SB 1357 would set a common definition of chronic absence for California’s school districts: missing 10 percent of the school year. It would enable the inclusion of attendance data for individual students in the state’s longitudinal data base, as long as there is federal funding to support the effort. And it would make chronic absence analysis, reporting and intervention a key part of an early warning system. The bill unanimously passed the Senate today and now goes to the governor’s desk for signature.

“By focusing on chronic absence and early warning systems, districts and teachers can more readily focus on the students that are most at risk,” said Brad Strong, senior director of education policy at Children Now and one of the leaders in the Chronic Absence & Attendance Partnership, the coalition of state organizations that has pushed hard for the measure. “Highly mobile students have additional risk factors, and including this information in the state system will also ensure that districts and teachers would know these challenges exist at entry, before the attendance lapses begin to reappear.”

The legislative vote comes just two days after the San Francisco school board voted unanimously to call on the district superintendent to analyze chronic absence data and launch a pilot program to address the problem in several struggling elementary schools. At least 16 of the district’s 76 elementary schools have chronic absence rates higher than 15 percent, meaning one in seven students is missing 18 or more days of school.
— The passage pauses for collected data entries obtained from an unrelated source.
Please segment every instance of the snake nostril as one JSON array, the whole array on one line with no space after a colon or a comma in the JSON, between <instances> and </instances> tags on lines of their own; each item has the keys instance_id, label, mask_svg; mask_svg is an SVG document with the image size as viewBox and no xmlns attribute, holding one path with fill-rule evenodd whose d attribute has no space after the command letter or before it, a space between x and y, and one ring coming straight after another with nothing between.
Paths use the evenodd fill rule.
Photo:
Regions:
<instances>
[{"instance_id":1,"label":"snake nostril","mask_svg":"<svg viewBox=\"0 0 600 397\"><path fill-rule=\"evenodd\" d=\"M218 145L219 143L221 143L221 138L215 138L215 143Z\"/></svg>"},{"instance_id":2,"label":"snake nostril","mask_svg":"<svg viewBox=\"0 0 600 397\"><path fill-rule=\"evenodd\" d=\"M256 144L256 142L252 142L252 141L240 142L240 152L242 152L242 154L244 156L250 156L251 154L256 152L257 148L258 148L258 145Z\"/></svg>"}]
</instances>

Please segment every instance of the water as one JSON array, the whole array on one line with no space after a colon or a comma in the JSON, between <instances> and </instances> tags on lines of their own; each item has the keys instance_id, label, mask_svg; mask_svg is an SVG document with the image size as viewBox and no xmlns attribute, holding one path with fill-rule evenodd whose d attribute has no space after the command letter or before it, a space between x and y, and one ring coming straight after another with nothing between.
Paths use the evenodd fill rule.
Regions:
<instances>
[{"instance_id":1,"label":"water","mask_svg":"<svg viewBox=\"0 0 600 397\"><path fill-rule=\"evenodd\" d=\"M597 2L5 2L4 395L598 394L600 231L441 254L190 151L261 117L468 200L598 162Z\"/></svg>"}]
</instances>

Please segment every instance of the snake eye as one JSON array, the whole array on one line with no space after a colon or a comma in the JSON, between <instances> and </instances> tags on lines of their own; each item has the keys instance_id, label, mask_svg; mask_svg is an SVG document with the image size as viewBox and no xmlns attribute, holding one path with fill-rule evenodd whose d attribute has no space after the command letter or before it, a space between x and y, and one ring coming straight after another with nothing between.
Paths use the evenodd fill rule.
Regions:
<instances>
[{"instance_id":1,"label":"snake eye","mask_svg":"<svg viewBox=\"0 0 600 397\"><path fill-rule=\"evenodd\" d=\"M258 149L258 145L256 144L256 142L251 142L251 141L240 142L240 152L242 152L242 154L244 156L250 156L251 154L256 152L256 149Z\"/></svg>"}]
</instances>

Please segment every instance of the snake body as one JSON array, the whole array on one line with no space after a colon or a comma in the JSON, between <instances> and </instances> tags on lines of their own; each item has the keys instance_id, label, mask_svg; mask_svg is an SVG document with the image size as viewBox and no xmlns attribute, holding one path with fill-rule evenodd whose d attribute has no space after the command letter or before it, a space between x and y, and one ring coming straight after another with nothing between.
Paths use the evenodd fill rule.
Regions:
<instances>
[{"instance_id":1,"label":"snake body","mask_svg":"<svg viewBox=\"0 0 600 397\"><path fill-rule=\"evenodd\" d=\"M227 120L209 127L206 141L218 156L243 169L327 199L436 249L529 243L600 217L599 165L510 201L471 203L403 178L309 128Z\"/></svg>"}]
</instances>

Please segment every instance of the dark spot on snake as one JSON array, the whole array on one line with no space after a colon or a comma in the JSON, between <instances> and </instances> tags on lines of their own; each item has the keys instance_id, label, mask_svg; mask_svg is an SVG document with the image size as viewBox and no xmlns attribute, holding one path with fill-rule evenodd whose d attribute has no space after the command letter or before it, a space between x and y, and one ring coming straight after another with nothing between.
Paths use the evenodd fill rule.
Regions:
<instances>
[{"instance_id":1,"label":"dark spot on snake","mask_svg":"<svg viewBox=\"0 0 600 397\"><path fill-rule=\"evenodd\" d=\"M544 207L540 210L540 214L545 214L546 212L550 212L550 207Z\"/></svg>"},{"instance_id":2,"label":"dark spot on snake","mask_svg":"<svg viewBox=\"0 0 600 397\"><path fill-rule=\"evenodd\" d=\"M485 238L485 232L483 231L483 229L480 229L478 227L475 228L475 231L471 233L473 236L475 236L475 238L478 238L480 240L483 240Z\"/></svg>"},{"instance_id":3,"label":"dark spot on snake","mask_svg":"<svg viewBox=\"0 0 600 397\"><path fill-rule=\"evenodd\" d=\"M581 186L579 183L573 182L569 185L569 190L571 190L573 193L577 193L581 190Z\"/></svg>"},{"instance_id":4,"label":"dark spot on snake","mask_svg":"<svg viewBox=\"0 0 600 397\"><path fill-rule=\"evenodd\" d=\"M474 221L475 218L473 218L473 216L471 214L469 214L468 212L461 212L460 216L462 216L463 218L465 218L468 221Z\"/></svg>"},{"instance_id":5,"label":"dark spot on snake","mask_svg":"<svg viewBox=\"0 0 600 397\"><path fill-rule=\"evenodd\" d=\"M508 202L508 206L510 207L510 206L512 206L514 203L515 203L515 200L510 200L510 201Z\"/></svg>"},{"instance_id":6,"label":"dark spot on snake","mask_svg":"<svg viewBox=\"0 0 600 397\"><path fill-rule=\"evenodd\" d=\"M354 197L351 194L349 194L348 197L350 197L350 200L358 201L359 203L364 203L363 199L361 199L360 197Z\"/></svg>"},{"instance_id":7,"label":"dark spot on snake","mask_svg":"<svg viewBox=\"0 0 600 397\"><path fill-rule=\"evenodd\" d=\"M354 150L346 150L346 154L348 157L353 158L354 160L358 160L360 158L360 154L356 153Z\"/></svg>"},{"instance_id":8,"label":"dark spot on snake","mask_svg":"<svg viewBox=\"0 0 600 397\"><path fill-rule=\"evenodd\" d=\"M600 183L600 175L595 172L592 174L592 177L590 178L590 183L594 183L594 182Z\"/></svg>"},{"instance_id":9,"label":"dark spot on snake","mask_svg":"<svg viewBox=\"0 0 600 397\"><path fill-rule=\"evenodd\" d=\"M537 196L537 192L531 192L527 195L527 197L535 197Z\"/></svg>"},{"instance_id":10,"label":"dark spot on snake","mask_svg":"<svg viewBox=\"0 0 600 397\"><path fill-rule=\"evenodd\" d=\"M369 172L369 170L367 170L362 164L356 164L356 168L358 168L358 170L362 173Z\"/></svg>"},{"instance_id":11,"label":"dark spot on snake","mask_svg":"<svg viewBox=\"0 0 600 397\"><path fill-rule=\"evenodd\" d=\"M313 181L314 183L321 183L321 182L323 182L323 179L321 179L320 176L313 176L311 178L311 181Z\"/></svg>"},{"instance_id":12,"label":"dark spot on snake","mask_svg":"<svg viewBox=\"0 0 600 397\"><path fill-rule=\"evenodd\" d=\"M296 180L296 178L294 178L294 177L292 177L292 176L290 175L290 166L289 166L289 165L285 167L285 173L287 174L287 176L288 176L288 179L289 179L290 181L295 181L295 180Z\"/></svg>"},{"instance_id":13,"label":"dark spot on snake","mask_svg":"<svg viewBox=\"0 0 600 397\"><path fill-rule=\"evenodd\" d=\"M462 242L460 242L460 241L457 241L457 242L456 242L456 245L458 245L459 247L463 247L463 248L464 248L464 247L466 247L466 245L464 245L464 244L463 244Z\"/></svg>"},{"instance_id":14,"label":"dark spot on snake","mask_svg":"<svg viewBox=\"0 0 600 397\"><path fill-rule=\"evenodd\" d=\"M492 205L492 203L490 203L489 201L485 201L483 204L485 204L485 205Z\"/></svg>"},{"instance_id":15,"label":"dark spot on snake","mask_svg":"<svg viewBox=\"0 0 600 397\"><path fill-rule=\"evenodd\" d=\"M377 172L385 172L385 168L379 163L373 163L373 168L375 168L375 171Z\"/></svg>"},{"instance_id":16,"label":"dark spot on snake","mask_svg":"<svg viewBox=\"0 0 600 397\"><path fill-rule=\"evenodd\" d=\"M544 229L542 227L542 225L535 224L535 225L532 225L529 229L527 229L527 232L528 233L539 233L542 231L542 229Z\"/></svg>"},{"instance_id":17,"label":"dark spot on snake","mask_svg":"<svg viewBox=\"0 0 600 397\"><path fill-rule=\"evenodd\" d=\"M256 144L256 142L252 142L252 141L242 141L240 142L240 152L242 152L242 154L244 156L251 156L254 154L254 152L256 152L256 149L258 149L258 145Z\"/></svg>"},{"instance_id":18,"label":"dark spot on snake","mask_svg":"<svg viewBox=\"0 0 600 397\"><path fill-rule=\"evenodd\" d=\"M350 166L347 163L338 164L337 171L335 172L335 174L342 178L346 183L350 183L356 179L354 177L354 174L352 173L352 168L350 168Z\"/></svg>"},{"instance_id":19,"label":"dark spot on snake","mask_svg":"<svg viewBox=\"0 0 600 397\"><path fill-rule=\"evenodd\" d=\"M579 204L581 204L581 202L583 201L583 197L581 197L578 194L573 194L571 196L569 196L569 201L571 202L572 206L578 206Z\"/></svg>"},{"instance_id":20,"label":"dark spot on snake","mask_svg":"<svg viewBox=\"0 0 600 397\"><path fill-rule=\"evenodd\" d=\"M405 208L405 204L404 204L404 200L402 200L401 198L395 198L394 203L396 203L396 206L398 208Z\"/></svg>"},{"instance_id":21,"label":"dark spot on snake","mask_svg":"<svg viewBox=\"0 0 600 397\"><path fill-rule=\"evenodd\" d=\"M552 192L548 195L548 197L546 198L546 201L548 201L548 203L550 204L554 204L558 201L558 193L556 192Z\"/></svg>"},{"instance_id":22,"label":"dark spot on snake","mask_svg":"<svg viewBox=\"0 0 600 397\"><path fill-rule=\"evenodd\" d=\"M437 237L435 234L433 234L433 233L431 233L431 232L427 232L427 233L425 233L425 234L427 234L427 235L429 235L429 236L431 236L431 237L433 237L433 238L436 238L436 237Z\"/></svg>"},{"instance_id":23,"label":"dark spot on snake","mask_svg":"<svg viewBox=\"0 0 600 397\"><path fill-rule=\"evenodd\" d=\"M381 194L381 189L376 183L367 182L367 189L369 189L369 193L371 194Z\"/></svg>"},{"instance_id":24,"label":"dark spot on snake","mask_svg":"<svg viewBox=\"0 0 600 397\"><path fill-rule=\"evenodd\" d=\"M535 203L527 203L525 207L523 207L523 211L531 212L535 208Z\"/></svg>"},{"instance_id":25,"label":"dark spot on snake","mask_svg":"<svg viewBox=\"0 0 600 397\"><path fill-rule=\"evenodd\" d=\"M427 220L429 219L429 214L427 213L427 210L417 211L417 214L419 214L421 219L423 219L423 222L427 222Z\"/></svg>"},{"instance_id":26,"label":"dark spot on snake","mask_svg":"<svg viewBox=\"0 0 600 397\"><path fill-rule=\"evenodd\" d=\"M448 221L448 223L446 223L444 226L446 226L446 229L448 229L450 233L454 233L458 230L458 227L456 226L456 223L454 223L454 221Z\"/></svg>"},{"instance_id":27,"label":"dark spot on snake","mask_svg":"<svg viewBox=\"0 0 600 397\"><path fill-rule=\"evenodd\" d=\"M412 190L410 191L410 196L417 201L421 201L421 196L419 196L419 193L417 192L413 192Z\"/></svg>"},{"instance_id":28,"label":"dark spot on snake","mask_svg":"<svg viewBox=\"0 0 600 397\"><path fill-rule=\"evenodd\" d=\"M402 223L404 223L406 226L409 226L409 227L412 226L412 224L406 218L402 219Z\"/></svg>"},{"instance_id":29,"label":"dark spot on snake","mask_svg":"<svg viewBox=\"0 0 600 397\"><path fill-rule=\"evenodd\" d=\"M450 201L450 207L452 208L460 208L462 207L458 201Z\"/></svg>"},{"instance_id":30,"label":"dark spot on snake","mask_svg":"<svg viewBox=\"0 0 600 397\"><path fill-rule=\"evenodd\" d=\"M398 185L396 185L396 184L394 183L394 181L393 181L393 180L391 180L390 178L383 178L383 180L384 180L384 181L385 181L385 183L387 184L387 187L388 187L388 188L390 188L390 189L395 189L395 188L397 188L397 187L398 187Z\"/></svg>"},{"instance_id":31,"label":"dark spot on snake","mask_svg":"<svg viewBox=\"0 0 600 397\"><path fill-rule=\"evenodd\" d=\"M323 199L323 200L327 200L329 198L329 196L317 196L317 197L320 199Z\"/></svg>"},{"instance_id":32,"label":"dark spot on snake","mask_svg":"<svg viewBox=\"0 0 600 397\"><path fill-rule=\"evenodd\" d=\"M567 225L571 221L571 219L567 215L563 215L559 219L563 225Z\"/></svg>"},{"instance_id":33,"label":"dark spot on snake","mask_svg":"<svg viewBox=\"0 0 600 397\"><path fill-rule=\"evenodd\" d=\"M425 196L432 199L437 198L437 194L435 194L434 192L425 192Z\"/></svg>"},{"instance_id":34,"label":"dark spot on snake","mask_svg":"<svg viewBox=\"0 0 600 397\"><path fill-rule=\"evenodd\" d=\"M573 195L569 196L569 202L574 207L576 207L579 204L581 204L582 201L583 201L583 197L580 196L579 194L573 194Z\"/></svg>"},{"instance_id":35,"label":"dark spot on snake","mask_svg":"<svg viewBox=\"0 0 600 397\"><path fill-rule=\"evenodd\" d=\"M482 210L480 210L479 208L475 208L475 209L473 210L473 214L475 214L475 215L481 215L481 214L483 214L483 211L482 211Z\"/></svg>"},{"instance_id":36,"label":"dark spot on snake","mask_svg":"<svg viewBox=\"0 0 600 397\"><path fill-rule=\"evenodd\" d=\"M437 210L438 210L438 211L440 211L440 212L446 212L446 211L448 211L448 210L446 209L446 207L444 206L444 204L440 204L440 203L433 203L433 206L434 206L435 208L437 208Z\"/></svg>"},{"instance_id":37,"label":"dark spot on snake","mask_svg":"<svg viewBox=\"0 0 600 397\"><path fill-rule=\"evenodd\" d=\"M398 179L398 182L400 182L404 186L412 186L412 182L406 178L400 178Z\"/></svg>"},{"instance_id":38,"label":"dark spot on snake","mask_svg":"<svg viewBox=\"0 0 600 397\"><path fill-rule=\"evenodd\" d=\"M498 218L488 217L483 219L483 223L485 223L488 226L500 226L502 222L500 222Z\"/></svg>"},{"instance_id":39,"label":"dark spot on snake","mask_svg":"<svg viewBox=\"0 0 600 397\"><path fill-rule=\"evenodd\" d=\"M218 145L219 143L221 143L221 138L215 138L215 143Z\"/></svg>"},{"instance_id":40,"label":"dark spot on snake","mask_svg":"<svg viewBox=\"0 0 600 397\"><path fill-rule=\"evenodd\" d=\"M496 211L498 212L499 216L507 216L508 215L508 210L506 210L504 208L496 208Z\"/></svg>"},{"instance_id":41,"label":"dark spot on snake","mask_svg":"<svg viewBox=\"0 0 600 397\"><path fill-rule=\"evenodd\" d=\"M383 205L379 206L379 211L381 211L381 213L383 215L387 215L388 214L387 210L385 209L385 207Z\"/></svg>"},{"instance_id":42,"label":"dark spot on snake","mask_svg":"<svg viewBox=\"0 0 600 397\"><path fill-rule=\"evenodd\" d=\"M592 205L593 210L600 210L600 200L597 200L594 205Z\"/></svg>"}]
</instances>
Also this week, New York City launched pilot programs in 25 schools, including 10 elementary campuses, to address chronic absenteeism and truancy. Next week, Baltimore is opening its schools with a far-reaching attendance initiative; already the city has cut its middle school chronic absence rate in half with a variety of systemic reforms. Unexcused absences—or truancy—tend to be bigger problems in middle and high school years. In the early grades, children seldom stay home without a parent’s knowledge, and the absences are more likely to be excused. Still, these students are missing out on critical class time. For poor children, unable to make up for that lost time, early absences can leave them far behind by the time they reach 5th grade.

The causes, and solutions, for addressing early chronic absence are necessarily different than those for chronic truancy. Analyzing attendance data carefully can point to the right approach. A concentration of chronically absent students in a single neighborhood could suggest the need for a new school bus or a safer walking route. A cluster of asthma cases could require stepped-up efforts by the school nurse and other community health care providers. High absentee numbers in a school or in a single classroom can suggest a problem with curriculum and instruction. In San Diego, where the nonprofit Children’s Initiative tracks local chronic absence rates as part of its school “report card,” parents say conflicting vacation schedules for elementary and secondary districts often contribute to absences.

“By focusing on chronic absence at the school and student level, districts, communities and teachers can really devote their attention to the areas of greatest need,” said Chang, who added, “This is really a promising development.”